殉愛・アンビバレンス【もう一つの二重人格三重唱】
 翔は前日から、市内のホテルで恋人の加藤摩耶の両親と食事をしていた。

翔が此処を選んだのには訳があった。
自分の家の財産を両親に見せておきたかったのだ。




 合格発表の日。翔の隣で飛び跳ねている摩耶を見て、一目惚れをしたのだった。

薫を先に帰して、翔は摩耶に声を掛けた。


「まさか私をこんなに夢中にさせるなんて」
摩耶が言った。

翔は突然立ち上がった。


「お嬢様と結婚させてさい!」
翔は両親の前で手を付き、正式の結婚をの申し込みをした。

翔はプロポーズをするために招待したのだった。


翔が気に入った摩耶の両親は、この申し込みを快諾したのだった。




 翌日。
翔が帰宅した時、家に電気が点いていなかった。

異常を感じた翔は両親の寝室に行った。

そこには誰もいなかった。次に居間に行った。

そこで翔が見た物は、血まみれになった両親の遺体だった。


「ありがとう翼。やっと殺ってくれたな。母まで一緒とは、相当恨みが溜まっていたのだろうな。
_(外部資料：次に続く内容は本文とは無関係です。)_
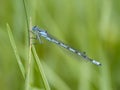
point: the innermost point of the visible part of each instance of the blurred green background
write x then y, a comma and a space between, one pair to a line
92, 26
手間が省けて良かったよ」

翔は遺体の前で不適な笑を浮かべていた。


翔はデートの前日から出かけて摩耶と食事をすると事前に翼に知らせていた。

それは両親を翼に殺害させるためだったのだ。




 直ぐに警察による現場検証が行われた。
死因は鋭利な刃物による殺傷。


凶器は遺体脇に置いてあったサバイバルナイフと思われた。


(えっー!? サバイバルナイフ? もしかして……あのナイフか?)


その後でビニール袋に入った現物を見せられて翔は驚いた。
それは自分が護身用に通販で購入した物だった。


あのオルゴールの底にしまっておいた物だった。


「翼めよくも!」

翔は警察官の前で崩れ落ちた。




 サバイバルナイフからは翔の指紋しか検出されなかった。

マスコミは一斉にこの事実を放送した。


《犯行推定時間午後十二時より三時の間》


《容疑者は被害者の長男》


《凶器のサバイバルナイフから指紋検出》


《アリバイ有り》


《トリックか?》


《完全犯罪か?》


ヒートアップした報道も、容疑者翔の釈放で下火になっていった。


前日から摩耶とのデートのために外出していた翔。

おまけに第三者の目撃情報もあった。

いくらトリックを使ったとしても、犯罪は不可能だと結論されたからだった。